El monstruo invisible que te detiene

Ésta podría ser la razón de tu estancamiento

12/4/20252 min read

a red stop sign sitting on the side of a road
a red stop sign sitting on the side of a road

¿Cuántas veces hemos escuchado (o dicho) esa frase: “¿Cuándo vas a dejar de repetir la misma historia?” Como si uno estuviera en la casa del terror por gusto. Y aunque sabemos que no queremos seguir allí, hay un “no sé qué” que nos retiene. A veces lo sentimos como un monstruo interno… pero no es un monstruo: son patrones.

Patrones que repetimos tanto, que terminamos siendo leales a ellos sin darnos cuenta. Eso son las lealtades inconscientes: formas de pensar, reaccionar o vivir que seguimos por fidelidad a creencias o identidades del pasado. Y como las hemos practicado durante años, caemos en la trampa de creer que “así soy yo”, pero en realidad es que “eso fue lo que aprendí”.

Es igual que hablar español: no lo razonaste, simplemente lo aprendiste porque lo viste todos los días. El asunto se complica cuando lo aprendido juega en tu contra y tú ni siquiera sabes que está allí, escondido en lo más profundo.

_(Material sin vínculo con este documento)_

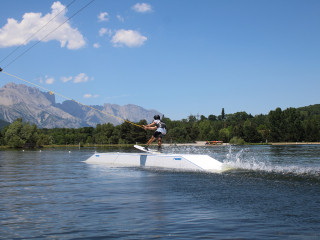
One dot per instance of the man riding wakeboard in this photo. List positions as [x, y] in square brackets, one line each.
[160, 132]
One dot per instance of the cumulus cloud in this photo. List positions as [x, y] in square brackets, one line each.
[49, 80]
[80, 78]
[46, 79]
[120, 18]
[104, 31]
[16, 33]
[66, 79]
[142, 7]
[103, 17]
[88, 95]
[129, 38]
[96, 45]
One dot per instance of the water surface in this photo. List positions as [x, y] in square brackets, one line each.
[270, 192]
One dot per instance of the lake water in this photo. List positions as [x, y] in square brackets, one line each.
[271, 192]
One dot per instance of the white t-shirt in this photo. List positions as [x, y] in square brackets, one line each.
[160, 128]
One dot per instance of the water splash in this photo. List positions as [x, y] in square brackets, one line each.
[247, 159]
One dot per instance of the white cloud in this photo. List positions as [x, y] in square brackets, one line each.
[142, 7]
[104, 31]
[16, 33]
[49, 80]
[96, 45]
[121, 19]
[103, 17]
[66, 79]
[129, 38]
[88, 95]
[81, 77]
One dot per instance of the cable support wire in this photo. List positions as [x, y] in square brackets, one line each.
[60, 95]
[28, 49]
[32, 35]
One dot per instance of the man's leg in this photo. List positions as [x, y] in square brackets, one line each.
[149, 142]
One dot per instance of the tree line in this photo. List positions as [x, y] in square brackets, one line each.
[289, 125]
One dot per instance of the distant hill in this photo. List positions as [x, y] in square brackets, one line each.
[40, 108]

Y aunque identificar los patrones puede ser difícil, tus resultados hablan. Ahí se ven tus lealtades.
Si como mujer cargas con demasiado y sientes que llevar tanto peso “te corresponde”, quizá estás siendo fiel a la idea familiar de que “las mujeres de esta casa aguantan todo”.
Si trabajas duro, ganas bien, pero el dinero no te dura ni una quincena, tal vez hay una creencia heredada que dice: “El éxito es para otros, nosotros somos humildes”, y sin darte cuenta te saboteas.

Cuando te das cuenta, lo que aparece es una verdad incómoda: crecer puede sentirse como una traición.
Traición a tu familia.
A tu cultura.
A lo que siempre escuchaste en casa.
Incluso a tu yo de antes.

Y como los seres humanos necesitamos profundamente pertenecer, hacemos todo lo posible por no romper esas expectativas silenciosas. A veces, incluso cuando nos hacen daño.

Lo veo mucho en personas inmigrantes que se sienten culpables por avanzar más que quienes se quedaron en su país de origen. Por eso, evitan hablar de sus logros para no “romper” el vínculo. Eso es lealtad.

Estas lealtades se manifiestan en pequeños gestos que pesan mucho: la culpa por hacer algo distinto, el autosabotaje cuando las cosas empiezan a mejorar, la sensación de que avanzar “no te toca”, o ese discurso interno que insiste en que “así soy yo”, cuando en realidad es “así me enseñaron a ser”.

Y aquí viene algo importante:
Romper una lealtad no significa romper la pertenencia.
Significa actualizar tu historia.

Cambiar no es traicionar. Cambiar es honrar lo que te formó, agradecer lo que te sirvió y permitirte elegir qué ya no encaja contigo. Después, viene el paso que realmente transforma: actuar desde tu identidad renovada, sin nostalgia, sin culpa y sin miedo.

Hazte esta pregunta con honestidad:
¿Qué versión de mí necesito soltar para convertirme en quien sí estoy llamada a ser hoy?